In the sixties whale sharks were still a sensational and rare subject to be filmed. Only a couple had ever been seen by divers underwater. One was in The Red Sea, (by Hans Hass) another – the first in Australia was off Montague Island, New South Wales in 1964 (with cameraman Ben Cropp and diver George Meyer).
The 1968 Seal Rocks Encounter featured a much larger whale shark with not quite as clear underwater visibility conditions.
My black and white 35mm pictures made a three pages picture story in a Sydney evening tabloid that was syndicated around the world. These were the first 35mm pictures, all previous whale shark pictures taken in the world were off tiny 16mm movie film frames.
At Brisbane some years later, whale sharks were still a much sought subject to film. I was quizzed by one of the then leading American underwater film cameramen-lecturers, “John, where can we (both) go to film a whale shark in Australia”?
My answer was not entirely honest as I’d not been there – “The north-west of Western Australia.”
Several years later the whale sharks were ‘discovered’ off Exmouth in the north-west of Western Australia by a small National Geographic sponsored team.
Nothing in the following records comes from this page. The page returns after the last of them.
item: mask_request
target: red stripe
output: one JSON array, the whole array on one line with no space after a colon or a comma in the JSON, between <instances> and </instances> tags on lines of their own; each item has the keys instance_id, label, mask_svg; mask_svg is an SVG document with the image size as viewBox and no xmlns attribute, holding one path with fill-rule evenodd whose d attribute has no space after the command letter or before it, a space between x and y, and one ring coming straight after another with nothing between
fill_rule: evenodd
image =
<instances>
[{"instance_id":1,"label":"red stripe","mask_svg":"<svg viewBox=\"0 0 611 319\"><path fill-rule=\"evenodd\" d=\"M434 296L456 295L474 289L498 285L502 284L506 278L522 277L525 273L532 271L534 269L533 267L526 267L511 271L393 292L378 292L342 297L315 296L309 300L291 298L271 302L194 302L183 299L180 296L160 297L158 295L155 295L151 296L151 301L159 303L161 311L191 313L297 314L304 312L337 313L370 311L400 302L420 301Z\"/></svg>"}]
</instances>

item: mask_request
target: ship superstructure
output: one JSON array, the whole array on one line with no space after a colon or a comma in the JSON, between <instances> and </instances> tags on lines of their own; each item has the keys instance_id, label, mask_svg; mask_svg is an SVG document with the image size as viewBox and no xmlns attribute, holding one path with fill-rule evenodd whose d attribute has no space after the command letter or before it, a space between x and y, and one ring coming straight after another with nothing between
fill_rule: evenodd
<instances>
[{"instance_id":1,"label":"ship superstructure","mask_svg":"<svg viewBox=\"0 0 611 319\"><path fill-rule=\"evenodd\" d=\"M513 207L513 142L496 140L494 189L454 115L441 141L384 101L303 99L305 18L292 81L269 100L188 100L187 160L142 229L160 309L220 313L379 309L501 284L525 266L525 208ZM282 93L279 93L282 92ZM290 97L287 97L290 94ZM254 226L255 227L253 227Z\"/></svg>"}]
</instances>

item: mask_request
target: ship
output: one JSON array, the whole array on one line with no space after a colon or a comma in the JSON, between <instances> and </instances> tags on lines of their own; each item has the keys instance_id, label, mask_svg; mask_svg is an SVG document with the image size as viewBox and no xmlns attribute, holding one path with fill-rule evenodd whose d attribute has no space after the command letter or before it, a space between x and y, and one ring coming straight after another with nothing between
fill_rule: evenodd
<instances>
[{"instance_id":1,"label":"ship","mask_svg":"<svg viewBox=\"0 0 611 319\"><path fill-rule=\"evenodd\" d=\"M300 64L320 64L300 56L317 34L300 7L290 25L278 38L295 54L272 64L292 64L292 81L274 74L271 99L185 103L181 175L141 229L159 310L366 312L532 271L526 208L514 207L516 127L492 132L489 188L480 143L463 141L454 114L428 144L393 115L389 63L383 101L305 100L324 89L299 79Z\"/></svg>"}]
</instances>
When the discovery was still hot news to only a few people I used an introduction by a friend to do something for TV in Australia.
We then suggested to a high rating current affairs TV show that we could film them underwater scenes for a whale shark story at Exmouth.
The show researchers noted with interest the details, then ceased contact and soon after sent their own people to do the story.
The producer and the researcher who I spoke with have since risen to the tops of their television professions.